Sajid Khan's "Heyy Babyy" has reestablished Riteish Deshmukh as an actor with fine comic timing. The actor speaks about "Dhamaal", how he has handled criticism, and his journey in the industry so far.
A: I made my debut with "Tujhe Meri Kasam". I must admit that I never wanted to get into acting in the first place. I dropped in on the sets of Subhash Ghai's "Yaadein" and one of the directors there offered me a role. In fact, I was still a newcomer when Vashu Bhagnani offered me "Out Of Control". So, many of my initial films came my way before I had established myself as an actor. Then Inder Kumarji offered me "Masti". He was quite sure that I will make a good comedian. But on the first two days of the shoot, he was at his wit's end not knowing how to make me deliver. But from the third day he was very happy with me. The movie was liked by everyone, especially by children. So I thought why not go with comedy if it suits me well. And here I am……
Q: What if the trend changes from comedy to action?
A: You cannot run away from trends. But I think comedy is everlasting, as people want to laugh all the time. But an actor should try everything and should be comfortable in every role he does. I don't believe in being addressed just as a good comedian. An actor should give outstanding performance in everything he does.
Q: Who are your favourite actors?
A: I have been fortunate enough to work with some very good actors. Look at Akshay Kumar, he is fantastic in whatever he does. He bisects the scene according to his needs and gives an excellent performance, be it in comedy or action. I need to rehearse the lines, while Akshay makes his own lines, if needed, and that too, in a fantastic manner. I also like Arshad Warsi, and believe me, he never practices or rehearses his dialogues. He just goes through them once and that is enough for him. Everything comes to him naturally, be it comedy or emotion. I also like Boman Irani. He is fantastic.
A: It is one of the liveliest and most successful movies of mine. I loved it and I have spoken a few lines of Marathi in that film. Actually, Sajid wanted a Marathi dialogue in the movie, he really liked it when I helped.
Q: Tell us about "Cash".
A: "Cash" failed and it should be a lesson for everyone. It happens and one learns from such things in life. I take negative things very seriously and try not to repeat my mistakes. There may be things which the audience did not like about the movie and hence it failed.
Q: What would you say about yourself as an actor?
A: I am very critical about myself as an actor. When I was new in this industry I used to get affected whenever the camera would turn on me. Not anymore. I learn from my mistakes and take negative remarks more seriously.
Q: Do you think belonging to Maharashtra helps you in this industry?
A: No, you can come from any place and you can be famous and reach the top. I feel the film industry is the most secular industry in our country. Here your talent is what counts and not anything else. Madhuri Dixit, Amitabh Bachchan and Hema Malini are from different places but are at the top now.
A: What is life without a risk? In fact, I had thought that people would rebuke me for that role, instead they are all praise. Those three months were the toughest of my life and I was so much into the character that I used to speak in the same manner when I was not shooting. Many times, I used to end up walking like a girl, and talking like a man. It was the funniest thing that ever happened to me.

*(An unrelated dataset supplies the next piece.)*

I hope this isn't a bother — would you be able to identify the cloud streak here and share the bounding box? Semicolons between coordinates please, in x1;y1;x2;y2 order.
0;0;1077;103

Q: How did your parents and relatives react to your performance?
A: Whether they like it or not, my parents always appreciate my performance. But I must say that my best critic is my brother. He is the one who compliments me when I am good and tells me straight in my face when I am not. I like it because it helps me improve. Very few people know that my father was in love with movies. He was a huge fan of Dev Anandsaab and Dilipsaab.
Q: Would you like to work in Marathi movies?
A: Yes, of course. But I don't know why people are not giving that much importance to Marathi movies these days. There are Marathi audiences who prefer Hindi movies in the same multiplex where a good Marathi film is running. There were a few offers of Marathi movies which I did not accept as the scripts were not up to the mark. But as soon as something good comes my way, I would love to do it.
Q: What about your profession as an architect?
A: Yes, I go to office occasionally and I have a very efficient team that takes care of everything. I need not worry about anything. I just go to check what material they are using and on which project they are working on. My father wanted me to pursue education first so that if I were unsuccessful in one thing, I would have another option to fall back on. My brother is into politics, but he is a chemical engineer by qualification.
Q: Tell us about your future plans?
A: I don't want to become Number One in the industry. But yes, I want to make a mark for myself. I just want to become a decent actor and that is enough for me.